EY has published their second annual “Fast Growth Tracker” report that surveys founders and entrepreneurs in the UK. The brief report provides an interesting perspective into the UK innovation economy that is vital to economic growth and prosperity.
An interesting finding from the report is that crowdfunding has edged out bank financing when early-stage firms consider their funding opti0ns.
While venture capital is still the preferred path to accessing growth capital (by far at 75%), crowdfunding has now passed bank financing (19%) to become the second favorite choice at 20%. The Cambridge Centre for Alternative Finance reported that equity-based crowdfunding grew from £3.9 million in 2012 to £333 million in 2017.
The UK arguably has the most robust crowdfunding ecosystem in the world with well-established platforms regularly allowing retail investors to fund both start-ups and later stage firms. With growing regularity, these same firms are also being funded by VCs or professional angel investors as there may be benefits to combining smaller investors with pros.
Bruce Davis, Director of the UK Crowdfunding Association (UKCFA), commented on the report:
“This report confirms how significant crowdfunding has become for entrepreneurs, now passing the banks as their preferred funding source after venture capital,” said Davis.
Earlier in 2018, a legal ceiling was changed for crowdfunding platforms now allowing issuers to raise up to €8 million (USD $9.1 million or £7.2 million) online, thus making crowdfunding a more viable option for issuers, platforms, and investors. This increase makes crowdfunding more palatable for more established firms – a good thing for retail investors as they gain access to less risky firms.
“With more than half of entrepreneurs planning to raise between £1 million – £5 million next year, the changes earlier this year to the Prospectus Directive, raising the ceiling on crowdfunding to 8 million Euros, puts crowdfund platforms in the sweet-spot for entrepreneurs’ funding needs,” Davis stated. “Add to this the increasingly frequent practice of VC funding and crowdfunding working side by side on a raise, and few would argue that crowdfunding is now a truly mainstream source of funding for entrepreneurs, whether at very early stage or right through to later when money is needed to scale up.”

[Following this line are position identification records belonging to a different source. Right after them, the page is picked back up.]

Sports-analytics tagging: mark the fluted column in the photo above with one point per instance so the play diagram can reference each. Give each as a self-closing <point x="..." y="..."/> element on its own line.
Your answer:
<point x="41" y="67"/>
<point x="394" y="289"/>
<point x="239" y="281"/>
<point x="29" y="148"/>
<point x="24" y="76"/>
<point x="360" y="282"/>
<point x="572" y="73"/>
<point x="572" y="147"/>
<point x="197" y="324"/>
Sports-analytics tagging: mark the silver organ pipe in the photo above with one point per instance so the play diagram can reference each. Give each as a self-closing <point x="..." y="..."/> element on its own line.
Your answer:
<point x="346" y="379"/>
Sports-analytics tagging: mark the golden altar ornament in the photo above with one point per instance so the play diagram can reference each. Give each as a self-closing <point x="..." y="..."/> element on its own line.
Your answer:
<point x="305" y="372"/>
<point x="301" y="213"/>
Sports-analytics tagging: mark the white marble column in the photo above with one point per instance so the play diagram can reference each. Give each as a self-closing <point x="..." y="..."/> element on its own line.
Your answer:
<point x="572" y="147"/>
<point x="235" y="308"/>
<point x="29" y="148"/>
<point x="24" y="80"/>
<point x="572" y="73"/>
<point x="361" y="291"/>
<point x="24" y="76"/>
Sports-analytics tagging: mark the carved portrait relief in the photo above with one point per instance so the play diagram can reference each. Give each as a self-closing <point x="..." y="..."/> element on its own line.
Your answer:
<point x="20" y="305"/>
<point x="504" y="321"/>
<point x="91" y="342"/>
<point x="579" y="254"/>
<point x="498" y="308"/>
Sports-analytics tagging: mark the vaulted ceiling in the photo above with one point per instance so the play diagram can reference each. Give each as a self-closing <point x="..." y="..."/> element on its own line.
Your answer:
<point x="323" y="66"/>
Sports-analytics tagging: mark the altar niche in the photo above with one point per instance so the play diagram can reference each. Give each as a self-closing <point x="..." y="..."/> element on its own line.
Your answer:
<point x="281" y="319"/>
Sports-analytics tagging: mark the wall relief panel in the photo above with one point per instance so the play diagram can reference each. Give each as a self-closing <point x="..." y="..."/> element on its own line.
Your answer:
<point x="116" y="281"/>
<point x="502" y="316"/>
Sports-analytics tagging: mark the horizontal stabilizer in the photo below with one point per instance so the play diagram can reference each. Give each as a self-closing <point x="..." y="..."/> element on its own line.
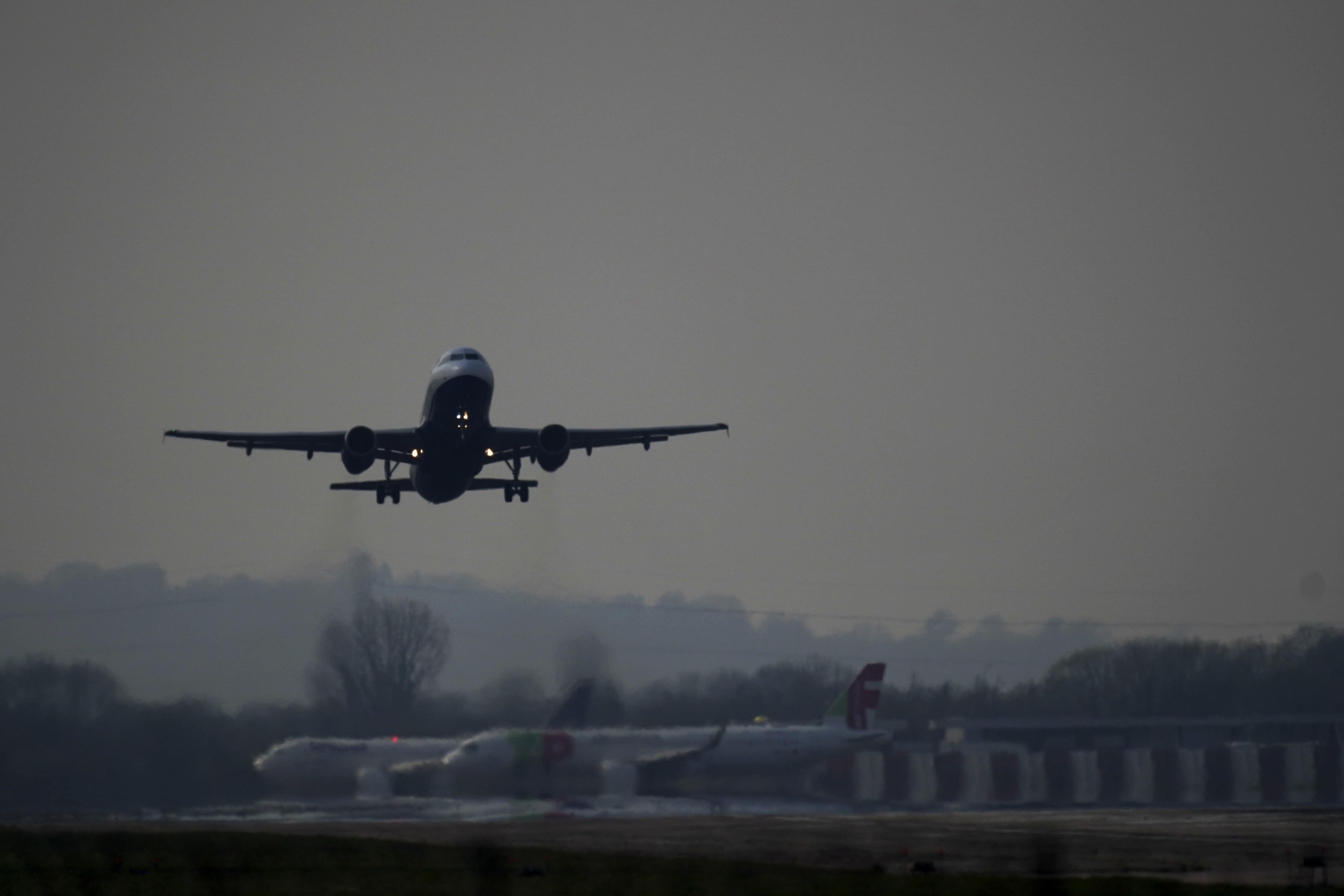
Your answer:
<point x="479" y="486"/>
<point x="374" y="486"/>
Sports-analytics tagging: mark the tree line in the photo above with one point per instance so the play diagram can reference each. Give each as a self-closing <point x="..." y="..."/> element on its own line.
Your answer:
<point x="70" y="738"/>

Early stage firms still have many challenges, Brexit aside, many UK firms believe that structural shortcomings in the UK persist:
“This implies that there is more work to be done by the public and private sector to support UK entrepreneurs. Maintaining the UK ‘s status as an attractive market to build a company will be of vital importance if the economy is to thrive in the future.”
While best should never get in the way of better, a motivated private sector combined with a supportive public sector that understands the benefits of entrepreneurial risk-taking is exactly what the UK, and other countries, dearly needs.